Being of a positivistic bent – or at least coming from a profession that is newly academic, and mainly unconsciously atheoretical, I struggle with the concept of theory. Theory means something quite specific in science – something you test, a hypothesis. Scientific principle tells us that everything is infinitely testable (like quantum field theory that ultimately underpins the practice of radiation therapy). But “theory” or “a theoretical framework” in the social sciences, and indeed in grad school, is something different, a tool that no good researcher should be without. My current bedtime reading Introducing Critical Theory (literally a cartoon book about Marxism – which is the only way I can deal with it) tells me sternly that an undertheorised student is a failing student, and our UBC Profs tell us that theory is a lens through which we examine the world. On the other hand, there is the view that theory is for those with the luxury of being able to sit and reflect (perhaps in their ivory towers), not busy practitioners who are out there in the “real world” (wherever that may be). But figure this out and pick a theory I must!

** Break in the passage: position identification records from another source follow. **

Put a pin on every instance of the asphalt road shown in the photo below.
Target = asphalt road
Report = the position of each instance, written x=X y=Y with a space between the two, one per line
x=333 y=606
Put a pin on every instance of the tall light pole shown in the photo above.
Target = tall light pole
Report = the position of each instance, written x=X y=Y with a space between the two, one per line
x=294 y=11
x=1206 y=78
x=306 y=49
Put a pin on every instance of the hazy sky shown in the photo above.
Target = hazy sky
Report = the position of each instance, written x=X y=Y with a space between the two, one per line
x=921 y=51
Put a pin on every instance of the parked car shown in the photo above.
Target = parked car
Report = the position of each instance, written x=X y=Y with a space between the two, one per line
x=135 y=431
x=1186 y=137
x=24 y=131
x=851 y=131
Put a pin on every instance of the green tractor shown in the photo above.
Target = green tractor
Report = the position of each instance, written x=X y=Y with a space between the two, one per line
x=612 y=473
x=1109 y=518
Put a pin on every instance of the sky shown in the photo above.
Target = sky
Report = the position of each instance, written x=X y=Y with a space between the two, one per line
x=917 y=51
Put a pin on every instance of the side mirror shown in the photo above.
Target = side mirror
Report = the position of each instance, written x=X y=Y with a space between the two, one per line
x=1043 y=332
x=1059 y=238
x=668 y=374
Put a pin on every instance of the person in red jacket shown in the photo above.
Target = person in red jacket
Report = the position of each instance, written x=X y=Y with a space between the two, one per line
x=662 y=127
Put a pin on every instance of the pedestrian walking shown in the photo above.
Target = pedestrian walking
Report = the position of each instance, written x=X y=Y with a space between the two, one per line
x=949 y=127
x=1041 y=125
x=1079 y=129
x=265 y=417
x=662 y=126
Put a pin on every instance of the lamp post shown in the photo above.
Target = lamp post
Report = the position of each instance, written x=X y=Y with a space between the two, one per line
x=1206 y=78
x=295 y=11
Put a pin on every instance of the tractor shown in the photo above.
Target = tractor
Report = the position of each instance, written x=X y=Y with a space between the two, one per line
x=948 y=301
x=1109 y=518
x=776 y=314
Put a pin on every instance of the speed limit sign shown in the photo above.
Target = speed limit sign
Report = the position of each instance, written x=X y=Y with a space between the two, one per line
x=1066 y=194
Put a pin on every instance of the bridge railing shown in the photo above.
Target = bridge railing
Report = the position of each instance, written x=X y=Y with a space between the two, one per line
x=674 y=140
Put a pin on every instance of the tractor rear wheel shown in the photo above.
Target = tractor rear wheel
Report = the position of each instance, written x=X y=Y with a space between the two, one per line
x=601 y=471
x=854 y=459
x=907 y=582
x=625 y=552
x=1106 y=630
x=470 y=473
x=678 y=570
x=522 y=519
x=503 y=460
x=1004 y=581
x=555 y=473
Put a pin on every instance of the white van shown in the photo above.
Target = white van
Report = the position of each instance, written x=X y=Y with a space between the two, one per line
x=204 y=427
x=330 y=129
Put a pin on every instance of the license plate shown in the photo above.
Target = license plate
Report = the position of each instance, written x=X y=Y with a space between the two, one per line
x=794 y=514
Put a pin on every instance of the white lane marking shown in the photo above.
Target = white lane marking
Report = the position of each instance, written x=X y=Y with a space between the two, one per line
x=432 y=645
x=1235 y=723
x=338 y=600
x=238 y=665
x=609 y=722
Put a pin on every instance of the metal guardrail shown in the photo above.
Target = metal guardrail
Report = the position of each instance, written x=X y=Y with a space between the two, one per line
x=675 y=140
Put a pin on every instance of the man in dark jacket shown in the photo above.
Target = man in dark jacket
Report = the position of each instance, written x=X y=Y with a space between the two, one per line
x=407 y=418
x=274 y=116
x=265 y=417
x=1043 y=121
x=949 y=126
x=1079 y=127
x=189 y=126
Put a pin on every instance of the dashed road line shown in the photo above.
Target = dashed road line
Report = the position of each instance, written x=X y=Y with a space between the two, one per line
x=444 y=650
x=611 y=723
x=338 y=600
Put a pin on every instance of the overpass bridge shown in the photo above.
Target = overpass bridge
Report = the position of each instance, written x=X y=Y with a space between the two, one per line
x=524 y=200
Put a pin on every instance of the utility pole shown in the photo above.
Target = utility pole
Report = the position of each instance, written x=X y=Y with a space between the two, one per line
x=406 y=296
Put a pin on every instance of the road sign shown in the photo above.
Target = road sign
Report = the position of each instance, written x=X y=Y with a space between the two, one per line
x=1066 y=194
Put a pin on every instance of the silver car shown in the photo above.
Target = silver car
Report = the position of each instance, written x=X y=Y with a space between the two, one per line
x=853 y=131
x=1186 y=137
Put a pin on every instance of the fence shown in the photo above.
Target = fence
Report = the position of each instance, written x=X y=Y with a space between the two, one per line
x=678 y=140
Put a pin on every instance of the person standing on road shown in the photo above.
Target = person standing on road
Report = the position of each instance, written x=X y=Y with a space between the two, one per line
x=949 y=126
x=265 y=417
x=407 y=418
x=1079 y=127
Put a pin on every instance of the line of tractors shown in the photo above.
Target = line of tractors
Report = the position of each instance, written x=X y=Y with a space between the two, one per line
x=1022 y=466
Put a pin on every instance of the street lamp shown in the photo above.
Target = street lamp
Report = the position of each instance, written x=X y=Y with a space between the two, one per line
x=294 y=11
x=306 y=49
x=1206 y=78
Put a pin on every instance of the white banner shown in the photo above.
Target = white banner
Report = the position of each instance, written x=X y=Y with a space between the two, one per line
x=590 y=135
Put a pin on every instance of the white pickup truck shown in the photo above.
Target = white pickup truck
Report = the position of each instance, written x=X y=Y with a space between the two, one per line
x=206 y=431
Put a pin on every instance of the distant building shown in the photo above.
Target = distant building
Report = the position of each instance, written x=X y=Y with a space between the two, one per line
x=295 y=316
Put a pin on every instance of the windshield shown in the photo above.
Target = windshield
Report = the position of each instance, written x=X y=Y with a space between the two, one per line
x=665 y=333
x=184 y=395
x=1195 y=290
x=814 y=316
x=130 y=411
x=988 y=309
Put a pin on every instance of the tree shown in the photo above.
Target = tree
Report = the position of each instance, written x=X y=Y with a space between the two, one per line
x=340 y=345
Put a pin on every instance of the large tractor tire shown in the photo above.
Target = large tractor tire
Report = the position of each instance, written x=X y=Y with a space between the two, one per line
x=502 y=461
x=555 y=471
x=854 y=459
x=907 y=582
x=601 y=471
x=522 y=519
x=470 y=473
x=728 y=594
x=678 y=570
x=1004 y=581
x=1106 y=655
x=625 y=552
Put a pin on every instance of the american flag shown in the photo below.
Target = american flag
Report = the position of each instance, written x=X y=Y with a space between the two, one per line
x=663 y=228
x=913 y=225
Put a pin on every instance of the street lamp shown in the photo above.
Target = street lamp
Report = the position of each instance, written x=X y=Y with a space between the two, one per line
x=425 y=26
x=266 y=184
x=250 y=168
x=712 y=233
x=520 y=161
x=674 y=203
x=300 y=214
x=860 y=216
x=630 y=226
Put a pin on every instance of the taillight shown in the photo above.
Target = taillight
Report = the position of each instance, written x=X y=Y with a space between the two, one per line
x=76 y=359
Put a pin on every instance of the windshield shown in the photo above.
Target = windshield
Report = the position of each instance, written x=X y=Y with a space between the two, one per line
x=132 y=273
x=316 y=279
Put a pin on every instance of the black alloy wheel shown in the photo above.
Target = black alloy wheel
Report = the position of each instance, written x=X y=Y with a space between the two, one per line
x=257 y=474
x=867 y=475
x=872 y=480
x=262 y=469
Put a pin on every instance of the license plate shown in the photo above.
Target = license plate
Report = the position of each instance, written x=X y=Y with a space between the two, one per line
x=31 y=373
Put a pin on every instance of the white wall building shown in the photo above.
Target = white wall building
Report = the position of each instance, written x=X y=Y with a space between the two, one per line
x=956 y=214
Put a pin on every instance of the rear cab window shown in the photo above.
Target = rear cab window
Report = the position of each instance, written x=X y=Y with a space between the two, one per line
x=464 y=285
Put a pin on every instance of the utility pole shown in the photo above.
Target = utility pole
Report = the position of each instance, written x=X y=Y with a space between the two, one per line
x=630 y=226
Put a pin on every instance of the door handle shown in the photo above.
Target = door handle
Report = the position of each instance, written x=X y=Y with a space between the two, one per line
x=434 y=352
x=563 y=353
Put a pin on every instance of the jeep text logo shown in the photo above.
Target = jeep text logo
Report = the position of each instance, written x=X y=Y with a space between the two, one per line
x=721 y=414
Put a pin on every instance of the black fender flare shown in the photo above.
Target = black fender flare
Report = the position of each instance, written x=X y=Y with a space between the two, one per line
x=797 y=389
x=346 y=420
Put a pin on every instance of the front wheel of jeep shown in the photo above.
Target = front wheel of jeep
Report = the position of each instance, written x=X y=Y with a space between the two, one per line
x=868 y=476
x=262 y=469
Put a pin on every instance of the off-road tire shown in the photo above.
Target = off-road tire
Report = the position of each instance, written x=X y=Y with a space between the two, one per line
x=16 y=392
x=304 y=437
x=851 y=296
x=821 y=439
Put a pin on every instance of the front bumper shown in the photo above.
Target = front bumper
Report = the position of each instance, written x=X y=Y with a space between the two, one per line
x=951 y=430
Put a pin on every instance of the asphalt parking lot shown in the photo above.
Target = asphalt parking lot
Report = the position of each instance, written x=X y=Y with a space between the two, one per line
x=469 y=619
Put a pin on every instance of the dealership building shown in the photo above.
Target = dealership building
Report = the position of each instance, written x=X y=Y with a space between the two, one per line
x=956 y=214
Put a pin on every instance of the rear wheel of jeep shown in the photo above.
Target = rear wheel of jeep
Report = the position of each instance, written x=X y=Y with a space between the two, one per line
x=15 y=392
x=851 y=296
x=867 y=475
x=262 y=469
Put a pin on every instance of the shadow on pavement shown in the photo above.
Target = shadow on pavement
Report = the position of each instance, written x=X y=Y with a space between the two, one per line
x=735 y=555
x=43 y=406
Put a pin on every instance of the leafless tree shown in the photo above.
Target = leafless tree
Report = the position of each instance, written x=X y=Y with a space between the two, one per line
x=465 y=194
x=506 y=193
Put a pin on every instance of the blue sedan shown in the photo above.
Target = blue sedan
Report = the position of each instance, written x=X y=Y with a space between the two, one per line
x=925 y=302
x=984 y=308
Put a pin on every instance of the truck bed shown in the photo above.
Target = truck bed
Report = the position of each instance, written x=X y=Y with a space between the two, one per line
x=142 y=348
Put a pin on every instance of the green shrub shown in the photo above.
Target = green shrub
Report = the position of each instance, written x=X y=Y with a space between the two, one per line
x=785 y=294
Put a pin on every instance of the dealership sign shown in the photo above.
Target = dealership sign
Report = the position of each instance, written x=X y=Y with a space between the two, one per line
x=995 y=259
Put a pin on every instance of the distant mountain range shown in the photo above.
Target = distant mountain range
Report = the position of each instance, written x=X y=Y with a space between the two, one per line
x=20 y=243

Most of us in the EdD program are there to try and make our little bit of the world a better place. This aligns with the aim of the EdD, which is geared towards practice, examining it and ultimately improving it. A critical theory lens takes an emancipatory, roll-up-your-sleeves-and-do-something-about-it stance and accepts that “there are dirty problems like racism, sexism, classism, homophobia and poverty to be solved” (Sikes p.45). If we look at the world and see that “mainstream research practices are generally, although most often unwittingly, implicated in the reproductions of class, race and gender oppression” (Kinchloe and McLaren, p. 304) we turn to critical theory for help – be it feminism, race theory or critical lesbian and gay theory (my wheelhouse). There are other broad theories/paradigms which we could use – ones that aim to deconstruct current ideas, or understand them – and there is good old fashioned positivism which is all about prediction. For a closer look at this try here. But I think I am a critical theory girl at heart ♥
One thing is sure, once you start looking at (any kind of) theory there are a LOT of “doctoral-level” words that need to be nailed down. I hope to have a few of these impressively roll off my tongue before the comps in June. To help you recognize them in class, impress your love object and to encourage you to sprinkle a few on your grad work, here is your free Valentine’s Day EdD bingo card. Enjoy!
Sikes, P. (2006). Towards useful and dangerous theories. Discourse : Studies in the Cultural Politics of Education, 27(1), 43–51
Kinchloe, J and McLaren, P. (2005) Rethinking critical theory and qualitative research. In Denzin, N and Lincoln, Y (Eds) The handbook of qualitative research. 3rd ed. pp. 303-342. Thousand Oaks, CA. Sage.